Lors du dernier interrogatoire, le juge avoue à l’accusé qu’il est allé parcourir des sentiers de montagne, et c’est une révélation qu’il a l’honnêteté de reconnaître : « Je découvre que j’aime ça et je vous comprends un peu, vous les alpinistes. Je me concentre mieux en marchant en montée, je rassemble mes idées. » L’alpinisme, voie royale pour équilibrer corps et esprit ? Notre accusé n’est pas loin de gagner la partie. Celui qui marche doit toujours accepter une part de risque et d’incertitude, insiste-t-il. Il est des passages où il n’y a droit ni à l’erreur ni au faux pas, « en montagne comme face à un juge, on ne peut trébucher. »

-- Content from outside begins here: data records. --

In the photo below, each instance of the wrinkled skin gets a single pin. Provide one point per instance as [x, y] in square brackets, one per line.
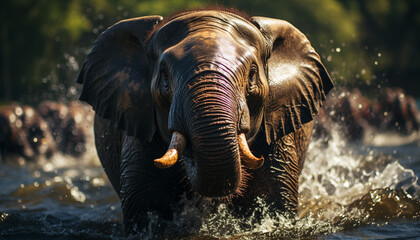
[218, 84]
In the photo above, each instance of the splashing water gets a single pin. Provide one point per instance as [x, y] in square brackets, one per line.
[343, 188]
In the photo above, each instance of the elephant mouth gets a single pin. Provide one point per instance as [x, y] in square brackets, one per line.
[204, 177]
[178, 148]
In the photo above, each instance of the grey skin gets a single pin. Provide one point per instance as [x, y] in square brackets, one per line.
[211, 80]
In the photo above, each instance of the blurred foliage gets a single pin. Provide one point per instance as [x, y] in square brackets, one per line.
[362, 43]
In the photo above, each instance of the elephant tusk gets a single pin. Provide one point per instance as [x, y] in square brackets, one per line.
[247, 158]
[176, 147]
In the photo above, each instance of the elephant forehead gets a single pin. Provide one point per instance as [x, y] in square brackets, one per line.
[206, 35]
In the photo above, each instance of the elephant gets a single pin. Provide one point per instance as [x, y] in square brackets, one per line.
[211, 104]
[67, 125]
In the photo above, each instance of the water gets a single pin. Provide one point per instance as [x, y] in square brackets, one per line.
[347, 191]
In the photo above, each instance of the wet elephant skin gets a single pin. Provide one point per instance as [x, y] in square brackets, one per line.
[209, 79]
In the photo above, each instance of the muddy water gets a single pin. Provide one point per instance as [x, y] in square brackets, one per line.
[357, 191]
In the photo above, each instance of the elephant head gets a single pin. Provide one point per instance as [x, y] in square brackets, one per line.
[206, 82]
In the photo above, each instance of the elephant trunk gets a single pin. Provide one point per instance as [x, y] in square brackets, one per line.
[210, 114]
[212, 127]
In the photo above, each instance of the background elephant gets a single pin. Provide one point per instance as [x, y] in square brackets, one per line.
[68, 125]
[215, 89]
[24, 132]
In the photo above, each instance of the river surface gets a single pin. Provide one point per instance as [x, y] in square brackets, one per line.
[347, 191]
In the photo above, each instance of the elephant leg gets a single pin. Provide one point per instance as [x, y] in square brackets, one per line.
[108, 141]
[144, 188]
[278, 179]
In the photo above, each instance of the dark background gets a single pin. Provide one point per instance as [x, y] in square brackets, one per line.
[365, 44]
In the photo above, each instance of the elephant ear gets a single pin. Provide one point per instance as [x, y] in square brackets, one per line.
[298, 82]
[115, 77]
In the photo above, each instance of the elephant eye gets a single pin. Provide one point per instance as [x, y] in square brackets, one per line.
[164, 79]
[253, 77]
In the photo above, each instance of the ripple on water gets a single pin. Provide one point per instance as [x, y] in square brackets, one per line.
[345, 190]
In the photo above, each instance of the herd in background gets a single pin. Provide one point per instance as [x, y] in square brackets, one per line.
[392, 111]
[52, 127]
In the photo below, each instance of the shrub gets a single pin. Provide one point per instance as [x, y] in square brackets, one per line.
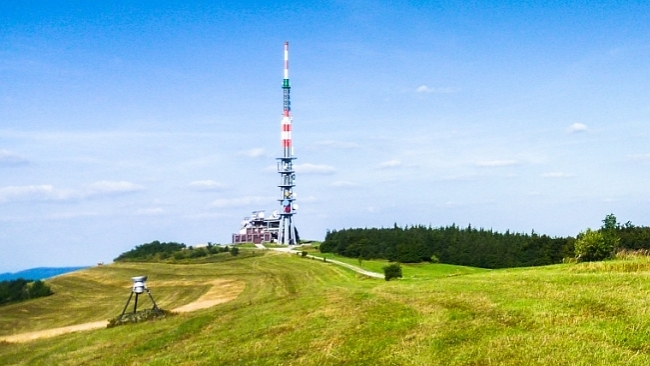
[392, 271]
[593, 246]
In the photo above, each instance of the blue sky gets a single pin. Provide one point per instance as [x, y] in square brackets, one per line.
[130, 122]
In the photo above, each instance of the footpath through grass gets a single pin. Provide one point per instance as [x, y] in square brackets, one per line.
[297, 311]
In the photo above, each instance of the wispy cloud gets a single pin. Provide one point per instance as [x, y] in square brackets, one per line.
[577, 127]
[43, 192]
[390, 164]
[638, 157]
[497, 163]
[243, 201]
[207, 185]
[330, 144]
[47, 192]
[308, 168]
[557, 175]
[343, 184]
[108, 187]
[154, 211]
[426, 89]
[10, 158]
[253, 153]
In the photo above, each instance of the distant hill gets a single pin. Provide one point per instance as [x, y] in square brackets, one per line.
[39, 273]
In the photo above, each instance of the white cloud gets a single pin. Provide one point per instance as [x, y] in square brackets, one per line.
[423, 89]
[557, 175]
[243, 201]
[638, 157]
[426, 89]
[207, 185]
[393, 163]
[47, 192]
[150, 211]
[253, 153]
[308, 168]
[497, 163]
[108, 187]
[330, 144]
[577, 127]
[43, 192]
[9, 158]
[343, 184]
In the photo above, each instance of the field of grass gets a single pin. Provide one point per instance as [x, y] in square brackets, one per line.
[297, 311]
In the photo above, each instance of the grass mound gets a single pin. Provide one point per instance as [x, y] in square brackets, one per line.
[139, 317]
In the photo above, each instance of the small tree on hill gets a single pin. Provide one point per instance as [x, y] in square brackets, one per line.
[593, 246]
[392, 271]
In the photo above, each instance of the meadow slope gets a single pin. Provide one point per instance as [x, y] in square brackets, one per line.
[297, 311]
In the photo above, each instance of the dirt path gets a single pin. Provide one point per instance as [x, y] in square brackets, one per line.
[221, 291]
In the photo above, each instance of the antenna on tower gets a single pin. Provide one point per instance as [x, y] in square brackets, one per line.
[287, 233]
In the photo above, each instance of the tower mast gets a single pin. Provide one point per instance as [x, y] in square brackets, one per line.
[287, 233]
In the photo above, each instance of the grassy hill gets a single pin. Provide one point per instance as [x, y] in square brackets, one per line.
[297, 311]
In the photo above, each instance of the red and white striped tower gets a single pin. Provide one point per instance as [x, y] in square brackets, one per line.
[287, 233]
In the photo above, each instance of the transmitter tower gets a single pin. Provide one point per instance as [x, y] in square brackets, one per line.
[287, 233]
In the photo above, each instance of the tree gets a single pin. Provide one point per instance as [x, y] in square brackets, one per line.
[592, 246]
[609, 230]
[392, 271]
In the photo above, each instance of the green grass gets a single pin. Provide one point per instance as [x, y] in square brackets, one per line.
[409, 271]
[297, 311]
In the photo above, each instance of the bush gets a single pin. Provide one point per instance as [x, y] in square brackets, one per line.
[593, 246]
[392, 271]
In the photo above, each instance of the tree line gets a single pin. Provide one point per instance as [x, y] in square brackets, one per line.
[469, 246]
[21, 289]
[157, 251]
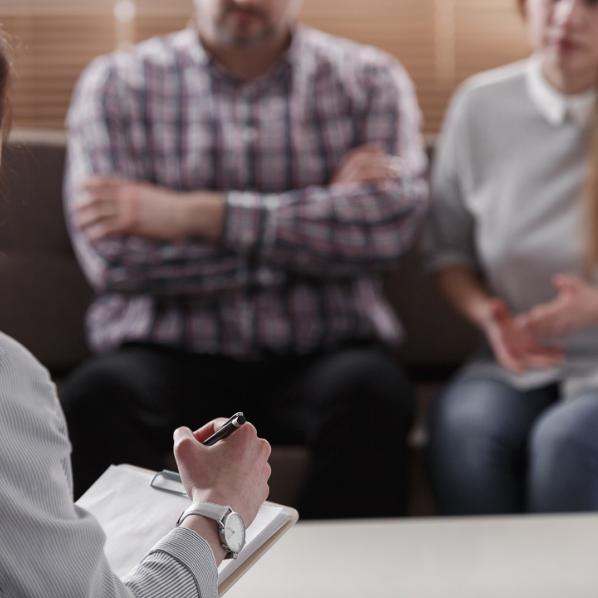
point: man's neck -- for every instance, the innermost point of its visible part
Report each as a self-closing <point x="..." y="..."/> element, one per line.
<point x="249" y="63"/>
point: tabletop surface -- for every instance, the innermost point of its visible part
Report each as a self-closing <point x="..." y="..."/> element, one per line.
<point x="519" y="557"/>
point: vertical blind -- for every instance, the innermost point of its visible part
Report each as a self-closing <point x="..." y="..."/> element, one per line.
<point x="441" y="42"/>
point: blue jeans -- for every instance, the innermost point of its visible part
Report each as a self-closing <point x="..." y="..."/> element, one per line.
<point x="495" y="449"/>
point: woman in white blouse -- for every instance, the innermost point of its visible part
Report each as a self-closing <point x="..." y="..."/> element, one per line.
<point x="513" y="238"/>
<point x="49" y="547"/>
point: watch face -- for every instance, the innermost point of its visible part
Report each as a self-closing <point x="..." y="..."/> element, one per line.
<point x="234" y="532"/>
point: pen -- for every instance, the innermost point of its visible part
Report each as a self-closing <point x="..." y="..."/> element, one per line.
<point x="228" y="427"/>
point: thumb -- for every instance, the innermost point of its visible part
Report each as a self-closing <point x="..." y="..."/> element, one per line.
<point x="182" y="436"/>
<point x="499" y="309"/>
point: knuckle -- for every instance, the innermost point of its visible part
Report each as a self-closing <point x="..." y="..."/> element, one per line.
<point x="266" y="448"/>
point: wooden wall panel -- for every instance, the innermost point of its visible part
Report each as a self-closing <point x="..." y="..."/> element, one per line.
<point x="440" y="42"/>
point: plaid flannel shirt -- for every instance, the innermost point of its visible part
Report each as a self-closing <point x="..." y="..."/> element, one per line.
<point x="299" y="266"/>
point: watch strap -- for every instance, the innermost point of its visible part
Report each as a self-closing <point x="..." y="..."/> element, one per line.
<point x="205" y="509"/>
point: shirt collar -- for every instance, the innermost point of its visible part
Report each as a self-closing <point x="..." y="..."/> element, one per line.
<point x="553" y="105"/>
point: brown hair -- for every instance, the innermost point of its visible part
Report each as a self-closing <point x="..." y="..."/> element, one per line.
<point x="4" y="82"/>
<point x="521" y="6"/>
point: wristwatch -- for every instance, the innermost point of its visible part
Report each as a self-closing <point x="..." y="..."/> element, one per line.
<point x="231" y="528"/>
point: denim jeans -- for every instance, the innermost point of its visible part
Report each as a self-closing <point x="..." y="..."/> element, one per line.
<point x="496" y="449"/>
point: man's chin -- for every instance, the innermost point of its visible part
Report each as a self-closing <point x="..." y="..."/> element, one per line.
<point x="246" y="40"/>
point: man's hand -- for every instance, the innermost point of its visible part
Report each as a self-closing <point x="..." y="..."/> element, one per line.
<point x="121" y="207"/>
<point x="574" y="308"/>
<point x="367" y="164"/>
<point x="234" y="471"/>
<point x="515" y="348"/>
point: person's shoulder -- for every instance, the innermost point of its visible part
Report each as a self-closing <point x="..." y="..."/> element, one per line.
<point x="128" y="67"/>
<point x="493" y="85"/>
<point x="344" y="53"/>
<point x="21" y="374"/>
<point x="353" y="62"/>
<point x="15" y="357"/>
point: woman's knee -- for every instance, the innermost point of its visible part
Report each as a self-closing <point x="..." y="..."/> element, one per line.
<point x="565" y="433"/>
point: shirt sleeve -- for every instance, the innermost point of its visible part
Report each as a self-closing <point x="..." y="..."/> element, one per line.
<point x="449" y="232"/>
<point x="50" y="547"/>
<point x="351" y="229"/>
<point x="108" y="136"/>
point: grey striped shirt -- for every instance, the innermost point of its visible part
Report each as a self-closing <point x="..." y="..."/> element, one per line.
<point x="49" y="547"/>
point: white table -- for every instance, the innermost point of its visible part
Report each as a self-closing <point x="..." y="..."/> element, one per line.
<point x="502" y="557"/>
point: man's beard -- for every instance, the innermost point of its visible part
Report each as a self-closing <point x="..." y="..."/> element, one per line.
<point x="238" y="36"/>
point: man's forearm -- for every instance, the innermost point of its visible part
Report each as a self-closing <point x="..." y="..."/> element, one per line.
<point x="202" y="215"/>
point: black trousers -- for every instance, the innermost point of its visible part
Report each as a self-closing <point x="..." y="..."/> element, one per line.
<point x="351" y="407"/>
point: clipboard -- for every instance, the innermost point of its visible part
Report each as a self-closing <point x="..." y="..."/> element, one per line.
<point x="115" y="499"/>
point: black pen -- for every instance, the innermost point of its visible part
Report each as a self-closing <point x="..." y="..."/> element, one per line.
<point x="228" y="427"/>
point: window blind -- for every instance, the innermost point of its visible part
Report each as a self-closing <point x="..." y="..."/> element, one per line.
<point x="440" y="42"/>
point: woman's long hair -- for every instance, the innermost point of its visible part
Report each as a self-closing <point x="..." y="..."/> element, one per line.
<point x="591" y="204"/>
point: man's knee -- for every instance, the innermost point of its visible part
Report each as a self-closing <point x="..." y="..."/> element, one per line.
<point x="365" y="379"/>
<point x="99" y="383"/>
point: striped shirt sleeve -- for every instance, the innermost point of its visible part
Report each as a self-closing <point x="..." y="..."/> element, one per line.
<point x="355" y="229"/>
<point x="50" y="548"/>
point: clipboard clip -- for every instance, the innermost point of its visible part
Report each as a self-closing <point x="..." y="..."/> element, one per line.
<point x="168" y="481"/>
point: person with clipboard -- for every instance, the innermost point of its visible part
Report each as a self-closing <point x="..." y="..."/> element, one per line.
<point x="51" y="548"/>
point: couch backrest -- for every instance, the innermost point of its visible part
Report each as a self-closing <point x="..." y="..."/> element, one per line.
<point x="44" y="294"/>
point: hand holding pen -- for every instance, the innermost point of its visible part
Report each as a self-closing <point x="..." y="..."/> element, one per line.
<point x="233" y="472"/>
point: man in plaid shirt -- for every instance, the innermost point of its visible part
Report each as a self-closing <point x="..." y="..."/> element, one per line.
<point x="235" y="192"/>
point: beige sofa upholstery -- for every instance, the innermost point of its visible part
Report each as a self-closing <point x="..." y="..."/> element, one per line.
<point x="44" y="295"/>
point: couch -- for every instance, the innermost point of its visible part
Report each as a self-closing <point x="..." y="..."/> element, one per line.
<point x="44" y="297"/>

De cette forme dialoguée surgit la vérité d’un homme engagé et d’un écrivain qui fut défenseur d’une idéologie révolutionnaire, acteur de rudes luttes collectives que le siècle nouveau a fait réapparaître sous d’autres formes, la défense de la nature tout spécialement dont s’est emparé logiquement un Erri de Luca enraciné à la terre, amoureux émerveillé de la montagne et de la beauté sauvage et aérienne des animaux qui en peuplent les versants et les rocs, comme le « chamois en apesanteur, [ou] la biche dont la fuite est une danse. »
Ce dialogue en accueille un autre, à sens unique, doux et apaisé, celui-là : des lettres adressées par le détenu à la femme qu’il aime, écrites pendant la garde à vue, entre deux rugueux échanges d’idées et d’arguments avec le juge : « Amorremio – ainsi la nomme-t-elle -, tu es venue et ma réticence et mon incertitude se sont évanouies. Tu as bouleversé mon univers […] et ta présence a mis les jours en file indienne en route vers les rendez-vous. […] Avec toi j’ai appris l’amour qui maintient sa prise et sa durée au-delà des disputes, des différends, des défauts, jusqu’à les aimer aussi. C’est l’amour pour ton air contrarié, tes explosions et le retour des sourires ensuite. »
Telle une parabole que nous offrirait cet auteur, grand lecteur et passionné traducteur des textes bibliques, voilà donc un récit bref, tendu, magistral, superbement traduit par la voix française de l’auteur depuis toujours, Danièle Valin, dernier autoportrait (en date) d’un exceptionnel romancier et délicat poète, acteur infatigable des grandes causes de l’histoire contemporaine, désormais militant des combats et défis écologiques du XXIe siècle.
Impossible : roman, par Erri de Luca, traduit de l’italien par Danièle Valin, Gallimard, coll. Du monde entier, août 2020, 172 p., ISBN 978-2-07-286082-9, prix : 16.50 euros.